Why does “Richard John” fail to match “Richard Johns” despite only 1 edit distance?

Hi all,
I’m working on a name matching system using Elasticsearch with fuzziness enabled. I encountered something confusing and would really appreciate some clarification.

:magnifying_glass_tilted_left: Problem:

  • When I input "Richard John", I expected it to match "Richard Johns" (just 1 character difference).
  • But it does not return a match.
  • However, when I input "Elvire Aide", it does match with "Elvire Ade", which is also just a 1-character difference.

Both scenarios appear to involve a 1-edit distance — so why is one working and not the other?

I’m using a match query with fuzziness and token count filtering like so:

"my_search_analyzer": {
  "tokenizer": "standard",
  "filter": [
    "lowercase",
    "ascii_folding",
    "custom_synonym_unique",
    "stophrase_synonymphrase",
    "custom_stop",
    "custom_synonym_multi"
  ],
  "char_filter": [
    "wordbreaker_filter",
    "punctuation_filter"
  ]
}

{
  "query": {
    "bool": {
      "must": [
        {
          "match": {
            "name_field": {
              "query": "Richard John",
              "analyzer": "my_search_analyzer",
              "fuzziness": "AUTO:1,6",
              "prefix_length": 1,
              "minimum_should_match": "1<-50% 5<75%",
              "operator": "AND"
            }
          }
        }
      ],
      "filter": [
        {
          "term": {
            "name_token_count": 2
          }
        }
      ]
    }
  }
}

Example:

  • Indexed name: "Richard Johns"
  • Search input: "Richard John"

These differ by just 1 character (s), but no match is returned.

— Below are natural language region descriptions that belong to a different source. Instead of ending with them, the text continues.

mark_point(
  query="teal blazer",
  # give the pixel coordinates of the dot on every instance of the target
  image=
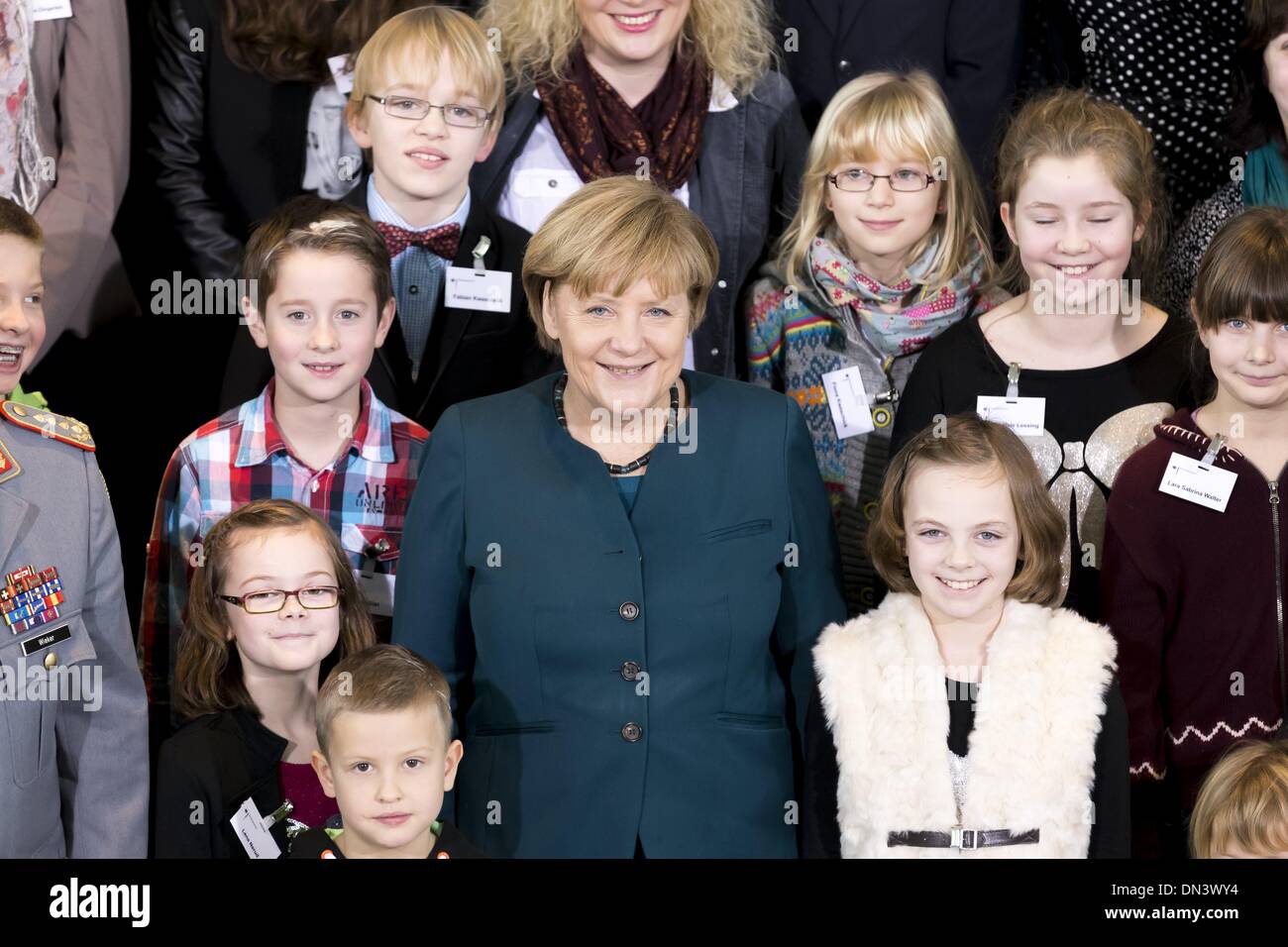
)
(622, 677)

However:

  • "Elvire Aide" correctly matches "Elvire Ade" :white_check_mark:
  • But "Elvire Adie" does not match "Elvire Ade" :cross_mark:
  • "ADIK EMPIRE" does not match "ADK EMPIRE" either :cross_mark:

My understanding:

  • Elasticsearch applies fuzziness per token.
  • Token count filtering (name_token_count == 2) ensures structural matching, but may prevent slightly longer/shorter names from appearing.

:brain: My Questions:

  1. Why is "Richard John" :cross_mark: Richard Johns, while "Elvire Aide" :white_check_mark: Elvire Ade, when both differ by only one character?
  2. Does Elasticsearch only apply fuzziness within tokens, and not across?
  3. Is it because of the token count filter — and how can I allow near-miss hits like this while still filtering token count?
  4. Would using a script_score, or per-token fuzzy queries inside a bool, be a better approach for this type of multi-token fuzzy matching?

Thanks in advance for any suggestions or clarifications!

Welcome!

Could you provide a full recreation script as described in About the Elasticsearch category. It will help to better understand what you are doing. Please, try to keep the example as simple as possible.

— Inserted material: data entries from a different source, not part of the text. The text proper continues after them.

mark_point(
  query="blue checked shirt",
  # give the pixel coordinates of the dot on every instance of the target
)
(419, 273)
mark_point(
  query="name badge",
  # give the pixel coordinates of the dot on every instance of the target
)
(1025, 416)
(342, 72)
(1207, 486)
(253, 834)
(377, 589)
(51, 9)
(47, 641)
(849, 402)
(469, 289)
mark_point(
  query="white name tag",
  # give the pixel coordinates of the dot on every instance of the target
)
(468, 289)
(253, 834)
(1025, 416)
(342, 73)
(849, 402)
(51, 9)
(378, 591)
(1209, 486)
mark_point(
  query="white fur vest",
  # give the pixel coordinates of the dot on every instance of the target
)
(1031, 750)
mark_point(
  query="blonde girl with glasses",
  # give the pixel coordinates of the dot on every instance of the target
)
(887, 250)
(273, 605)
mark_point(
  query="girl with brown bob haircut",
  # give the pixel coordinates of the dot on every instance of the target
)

A full reproduction script is something anyone can copy and paste in Kibana dev console, click on the run button to reproduce your use case. It will help readers to understand, reproduce and if needed fix your problem. It will also most likely help to get a faster answer.

Have a look at the Elastic Stack and Solutions Help · Forums and Slack | Elastic page. It contains also lot of useful information on how to ask for help.

Hello @yap_waiyen

AFAICT Fuzziness is applied one token at a time , but Elasticsearch will only keep the first fuzzy_max_expansions (default = 50) candidate spellings it finds for each token.
The token “john” has far more than 50 one-edit neighbours in a name index, so “johns” falls outside that cut-off and never makes the query, whereas “aide” has only a handful of neighbours, so “ade” is still included and you get the hit. In other words, the miss is caused by the expansion limit, not by the token-count filter or any cross-token rule.

Perhaps you could raise fuzzy_max_expansions (or add a simple plural-stripping synonym, or switch to a phonetic/approx-string plugin) and Richard Johns should then match Richard John too.